EHK Chats with Entrepreneur Hugh Bell on his Startup Coco Color
Bell chimes in with advice on building your own business
Bell is no stranger to entrepreneurship. The former software developer left the UK and headed to Hong Kong a decade ago to market and develop Laserpod, a groovy looking laser lamp that saw its heyday in the 1990s. Prior, he had founded two startups in London, a software development company and a social software platform.
He’s now working on his latest project, Coco Color Company. Inspired by his three kids — enthusiasts of coloring and tablets — Bell wanted to combine their interests while helping them develop their motor skills. The result was Coco Color, which can be thought of as a portable coloring set that allows you to color, doodle or sketch in apps and touch screen devices.
Currently patent pending, Bell’s goal is to partner up with other companies ranging from educational to entertainment sectors, as the apparatus is compatible with all touch screen devices.
We asked Bell, who has successfully roped in seed funding in November 2014 to create his product (now undergoing its second prototype) to share with us some tips on starting a new business in Hong Kong.
5 tips on revving up your startup:
1. Show the money to get the money.
Make some deals. Make some transactions. VCs don’t invest in a good idea, they invest in a provable, profitable plan.
Many young entrepreneurs in Hong Kong aren’t sure how VC works, according to Bell, which is why many startups fail to secure funding.
“In Hong Kong, there’s not a lot of VC, because startups are not producing the returns required. VC guys are risk adverse,” says Bell. Thus, he advises startups create a business plan and try to enact it. Once investors see that the startup actually has money making potential, they are more willing to invest.
2. Market by territory.
Seek out how to do business in each specific market.
“Uber has spent a lot of money on PR. But in my opinion, GrabTaxi (Uber’s rival in Southeast Asia) has really done a lot to appeal to the local market. They’re not trying to import a business model directly,” says Bell.
This is especially important in Asia, as customs and practices aren’t one size fits all.
3. Partner with other companies.
Try and make it a business. Be a friend to other companies with big populations.
“True technology allows you to partner up,” says Bell. You also don’t need to look in the same sector to find a partner. Keep your options expansive, and think outside the box.
“Not all startups can be Angry Birds or Alibaba, but you can think about partnerships with bigger companies.”
4. Get involved in the local startup community.
Last year, Bell was living in Chengdu with his family, a city he found surprisingly bustling with the same startup energy experienced in the early 1990s dot com boom in London. Bell immersed himself in the entrepreneur community, where he was introduced to a potential investor in Hong Kong.
“Initially, I introduced the product to him thinking he had friends or other investors he could introduce me to. Eventually, he liked the product so much, he said, ‘well maybe I’ll invest.’ So he invested. This happened over three coffee meetings,” says Bell.

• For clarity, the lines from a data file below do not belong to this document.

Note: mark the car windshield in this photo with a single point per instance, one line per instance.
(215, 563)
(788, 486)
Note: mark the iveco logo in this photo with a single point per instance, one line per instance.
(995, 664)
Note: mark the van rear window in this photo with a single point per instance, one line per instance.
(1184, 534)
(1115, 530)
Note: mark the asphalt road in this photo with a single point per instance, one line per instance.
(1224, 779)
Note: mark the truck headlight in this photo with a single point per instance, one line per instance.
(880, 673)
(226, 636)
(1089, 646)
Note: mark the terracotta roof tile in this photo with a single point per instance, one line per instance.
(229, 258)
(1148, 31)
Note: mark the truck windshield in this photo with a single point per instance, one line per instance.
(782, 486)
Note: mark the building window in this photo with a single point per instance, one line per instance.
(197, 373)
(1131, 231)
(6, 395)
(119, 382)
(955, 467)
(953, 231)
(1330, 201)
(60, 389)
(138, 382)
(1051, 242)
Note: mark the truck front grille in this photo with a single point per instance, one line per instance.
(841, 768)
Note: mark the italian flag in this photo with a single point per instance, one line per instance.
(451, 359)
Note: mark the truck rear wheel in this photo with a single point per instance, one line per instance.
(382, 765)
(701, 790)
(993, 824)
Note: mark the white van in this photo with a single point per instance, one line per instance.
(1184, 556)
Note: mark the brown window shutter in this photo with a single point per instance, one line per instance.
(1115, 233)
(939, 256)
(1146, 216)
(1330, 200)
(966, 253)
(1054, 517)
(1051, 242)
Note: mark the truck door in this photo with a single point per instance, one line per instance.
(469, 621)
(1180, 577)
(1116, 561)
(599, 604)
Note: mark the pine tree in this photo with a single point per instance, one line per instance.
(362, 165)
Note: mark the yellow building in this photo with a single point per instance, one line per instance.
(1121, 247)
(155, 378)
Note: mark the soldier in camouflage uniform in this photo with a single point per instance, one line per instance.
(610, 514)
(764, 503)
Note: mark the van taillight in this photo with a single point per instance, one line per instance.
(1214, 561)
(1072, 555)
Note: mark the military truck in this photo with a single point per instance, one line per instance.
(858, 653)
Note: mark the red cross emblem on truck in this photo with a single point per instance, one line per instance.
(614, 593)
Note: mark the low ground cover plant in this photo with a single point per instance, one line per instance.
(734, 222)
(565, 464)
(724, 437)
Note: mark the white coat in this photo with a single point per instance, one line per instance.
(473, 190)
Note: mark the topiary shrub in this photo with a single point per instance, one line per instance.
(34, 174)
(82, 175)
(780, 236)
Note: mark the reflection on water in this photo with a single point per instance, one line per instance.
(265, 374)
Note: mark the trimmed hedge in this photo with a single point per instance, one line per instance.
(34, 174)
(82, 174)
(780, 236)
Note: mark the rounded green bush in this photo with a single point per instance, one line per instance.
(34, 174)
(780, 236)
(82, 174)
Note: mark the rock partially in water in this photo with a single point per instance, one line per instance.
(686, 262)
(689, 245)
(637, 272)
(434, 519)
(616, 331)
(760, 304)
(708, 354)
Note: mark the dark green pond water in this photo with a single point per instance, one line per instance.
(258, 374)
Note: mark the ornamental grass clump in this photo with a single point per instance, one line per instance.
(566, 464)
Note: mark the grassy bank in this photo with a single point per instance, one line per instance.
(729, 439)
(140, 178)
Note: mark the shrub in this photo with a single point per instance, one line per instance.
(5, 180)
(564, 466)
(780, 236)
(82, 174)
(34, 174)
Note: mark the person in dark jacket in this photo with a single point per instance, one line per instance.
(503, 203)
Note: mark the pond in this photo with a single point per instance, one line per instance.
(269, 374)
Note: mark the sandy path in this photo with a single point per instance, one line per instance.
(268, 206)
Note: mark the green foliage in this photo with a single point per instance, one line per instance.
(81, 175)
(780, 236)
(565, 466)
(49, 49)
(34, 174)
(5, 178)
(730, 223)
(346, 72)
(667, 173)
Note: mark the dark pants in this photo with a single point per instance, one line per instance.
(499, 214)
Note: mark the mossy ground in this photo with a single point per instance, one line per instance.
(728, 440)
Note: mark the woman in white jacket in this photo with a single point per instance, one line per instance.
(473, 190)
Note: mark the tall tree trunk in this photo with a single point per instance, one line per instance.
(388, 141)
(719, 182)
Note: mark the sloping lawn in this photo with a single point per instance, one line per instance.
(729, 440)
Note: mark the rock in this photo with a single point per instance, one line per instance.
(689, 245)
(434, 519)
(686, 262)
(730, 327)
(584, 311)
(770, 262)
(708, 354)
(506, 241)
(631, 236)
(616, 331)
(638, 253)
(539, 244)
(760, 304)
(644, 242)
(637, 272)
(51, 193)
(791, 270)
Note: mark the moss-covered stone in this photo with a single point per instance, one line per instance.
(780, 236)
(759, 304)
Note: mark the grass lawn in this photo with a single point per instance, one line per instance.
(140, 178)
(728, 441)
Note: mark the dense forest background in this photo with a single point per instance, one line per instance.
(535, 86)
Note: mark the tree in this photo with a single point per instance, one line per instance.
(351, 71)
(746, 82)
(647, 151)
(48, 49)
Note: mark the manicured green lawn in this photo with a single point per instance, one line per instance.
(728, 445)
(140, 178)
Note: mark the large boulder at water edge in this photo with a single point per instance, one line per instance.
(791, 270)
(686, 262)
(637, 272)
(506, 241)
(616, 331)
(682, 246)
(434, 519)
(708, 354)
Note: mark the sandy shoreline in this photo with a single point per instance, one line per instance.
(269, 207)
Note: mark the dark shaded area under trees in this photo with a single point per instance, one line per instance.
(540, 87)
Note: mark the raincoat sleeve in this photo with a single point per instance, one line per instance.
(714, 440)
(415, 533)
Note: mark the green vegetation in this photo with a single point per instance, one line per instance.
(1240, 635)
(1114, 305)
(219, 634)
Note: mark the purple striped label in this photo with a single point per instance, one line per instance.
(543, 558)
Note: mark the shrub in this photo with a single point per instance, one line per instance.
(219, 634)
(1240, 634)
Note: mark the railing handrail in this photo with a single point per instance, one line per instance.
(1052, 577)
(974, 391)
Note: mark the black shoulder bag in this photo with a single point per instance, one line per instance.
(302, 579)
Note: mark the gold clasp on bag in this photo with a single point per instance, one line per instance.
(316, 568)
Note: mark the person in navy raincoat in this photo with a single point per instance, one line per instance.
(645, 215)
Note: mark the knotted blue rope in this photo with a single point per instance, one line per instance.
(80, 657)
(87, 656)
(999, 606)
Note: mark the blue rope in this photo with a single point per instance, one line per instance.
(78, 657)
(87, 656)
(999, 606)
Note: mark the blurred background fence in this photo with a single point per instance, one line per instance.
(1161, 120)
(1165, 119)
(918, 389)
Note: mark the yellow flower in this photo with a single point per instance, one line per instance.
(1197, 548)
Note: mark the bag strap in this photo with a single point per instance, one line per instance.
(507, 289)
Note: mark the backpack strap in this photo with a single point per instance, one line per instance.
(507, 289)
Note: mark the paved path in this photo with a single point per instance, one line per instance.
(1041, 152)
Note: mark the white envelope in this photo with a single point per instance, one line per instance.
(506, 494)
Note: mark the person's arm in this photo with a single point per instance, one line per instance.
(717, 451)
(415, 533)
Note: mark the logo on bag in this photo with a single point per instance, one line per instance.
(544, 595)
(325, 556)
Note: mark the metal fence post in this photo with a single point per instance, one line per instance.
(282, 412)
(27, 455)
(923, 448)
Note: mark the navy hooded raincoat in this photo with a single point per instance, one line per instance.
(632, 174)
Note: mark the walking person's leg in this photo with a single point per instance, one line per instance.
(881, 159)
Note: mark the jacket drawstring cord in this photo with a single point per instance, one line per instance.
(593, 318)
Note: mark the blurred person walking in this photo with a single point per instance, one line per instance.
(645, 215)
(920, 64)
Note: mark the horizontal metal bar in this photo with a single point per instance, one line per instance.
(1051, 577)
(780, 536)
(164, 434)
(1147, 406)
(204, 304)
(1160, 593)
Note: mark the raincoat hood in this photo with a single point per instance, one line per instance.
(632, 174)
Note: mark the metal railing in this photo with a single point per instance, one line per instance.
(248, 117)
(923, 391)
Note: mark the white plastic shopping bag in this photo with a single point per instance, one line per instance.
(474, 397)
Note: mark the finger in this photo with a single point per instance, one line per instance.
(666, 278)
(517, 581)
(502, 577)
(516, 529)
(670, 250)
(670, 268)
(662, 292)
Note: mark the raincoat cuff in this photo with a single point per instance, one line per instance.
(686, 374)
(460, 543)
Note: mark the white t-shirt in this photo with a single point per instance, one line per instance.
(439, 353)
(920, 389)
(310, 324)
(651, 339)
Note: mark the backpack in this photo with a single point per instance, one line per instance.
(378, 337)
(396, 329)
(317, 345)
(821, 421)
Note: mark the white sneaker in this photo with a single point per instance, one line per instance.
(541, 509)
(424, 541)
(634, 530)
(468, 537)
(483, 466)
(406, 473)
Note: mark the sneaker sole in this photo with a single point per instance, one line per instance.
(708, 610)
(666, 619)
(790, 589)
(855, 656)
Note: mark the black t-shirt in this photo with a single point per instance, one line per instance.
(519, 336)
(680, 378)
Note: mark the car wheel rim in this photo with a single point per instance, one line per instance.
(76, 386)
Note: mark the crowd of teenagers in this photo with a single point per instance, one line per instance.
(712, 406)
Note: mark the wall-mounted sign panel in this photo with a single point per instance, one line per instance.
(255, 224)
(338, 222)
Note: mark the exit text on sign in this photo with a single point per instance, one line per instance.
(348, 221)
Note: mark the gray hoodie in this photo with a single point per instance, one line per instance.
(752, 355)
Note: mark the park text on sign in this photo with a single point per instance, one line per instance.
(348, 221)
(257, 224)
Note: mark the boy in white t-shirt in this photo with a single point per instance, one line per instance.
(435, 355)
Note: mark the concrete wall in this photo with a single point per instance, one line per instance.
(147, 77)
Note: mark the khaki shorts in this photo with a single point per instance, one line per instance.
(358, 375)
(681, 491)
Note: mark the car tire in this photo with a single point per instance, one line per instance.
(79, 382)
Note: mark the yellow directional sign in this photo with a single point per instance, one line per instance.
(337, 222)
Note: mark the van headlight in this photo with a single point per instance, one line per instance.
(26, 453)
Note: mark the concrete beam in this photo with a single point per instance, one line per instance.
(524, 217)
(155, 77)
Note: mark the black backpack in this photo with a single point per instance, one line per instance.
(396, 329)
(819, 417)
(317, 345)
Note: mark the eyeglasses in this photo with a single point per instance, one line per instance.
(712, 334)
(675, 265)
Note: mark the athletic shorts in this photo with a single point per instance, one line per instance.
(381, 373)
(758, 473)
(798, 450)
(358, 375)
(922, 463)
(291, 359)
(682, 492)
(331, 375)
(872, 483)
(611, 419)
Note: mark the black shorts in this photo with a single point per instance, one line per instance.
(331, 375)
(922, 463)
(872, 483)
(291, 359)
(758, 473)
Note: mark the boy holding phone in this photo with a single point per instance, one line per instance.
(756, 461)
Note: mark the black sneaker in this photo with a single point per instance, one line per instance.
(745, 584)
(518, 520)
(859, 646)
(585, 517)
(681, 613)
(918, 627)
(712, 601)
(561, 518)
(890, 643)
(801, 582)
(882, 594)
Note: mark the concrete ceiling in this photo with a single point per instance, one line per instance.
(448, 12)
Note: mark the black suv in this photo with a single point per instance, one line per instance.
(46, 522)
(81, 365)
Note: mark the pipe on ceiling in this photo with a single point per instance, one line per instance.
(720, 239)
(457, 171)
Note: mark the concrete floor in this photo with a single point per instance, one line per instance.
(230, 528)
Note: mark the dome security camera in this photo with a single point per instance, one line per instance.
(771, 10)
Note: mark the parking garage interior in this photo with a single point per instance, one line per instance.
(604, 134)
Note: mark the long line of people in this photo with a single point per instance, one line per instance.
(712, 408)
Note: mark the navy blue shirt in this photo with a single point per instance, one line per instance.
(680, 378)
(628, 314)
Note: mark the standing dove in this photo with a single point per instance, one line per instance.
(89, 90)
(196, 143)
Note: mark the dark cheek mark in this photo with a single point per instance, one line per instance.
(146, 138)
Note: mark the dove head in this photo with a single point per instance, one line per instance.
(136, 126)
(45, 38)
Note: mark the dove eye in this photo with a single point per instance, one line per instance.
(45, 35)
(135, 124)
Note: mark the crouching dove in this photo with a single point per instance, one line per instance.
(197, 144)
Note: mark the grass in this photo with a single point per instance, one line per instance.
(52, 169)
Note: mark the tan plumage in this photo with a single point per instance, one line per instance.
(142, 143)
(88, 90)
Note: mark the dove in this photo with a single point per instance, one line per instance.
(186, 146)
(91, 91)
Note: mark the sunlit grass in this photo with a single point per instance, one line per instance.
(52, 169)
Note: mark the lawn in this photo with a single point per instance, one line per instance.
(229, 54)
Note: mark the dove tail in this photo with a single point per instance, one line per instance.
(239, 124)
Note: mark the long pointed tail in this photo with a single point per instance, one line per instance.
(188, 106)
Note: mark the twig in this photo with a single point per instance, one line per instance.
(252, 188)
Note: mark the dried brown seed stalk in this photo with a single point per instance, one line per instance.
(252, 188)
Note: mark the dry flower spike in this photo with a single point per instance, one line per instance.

Immerse yourself fully in the community, because you never know what contacts you’ll make. Having a support network is important. Try to build a network of what Bell calls the “holy trinity of grassroots entrepreneurship” in Asia, comprised of local people, expats and Chinese returnees.
5. Discover your niche.
Sticking to what you know and carving out your niche market is what makes your product or service stand out from others.
Bell was motivated to create something that would appeal to his kids and hopes other parents and educators share similar interests.
“It doesn’t have to appeal to everyone to be successful,” he says.
This interview with Hugh Bell was conducted and condensed by Hannah Leung of EntrepreneurHK (EHK).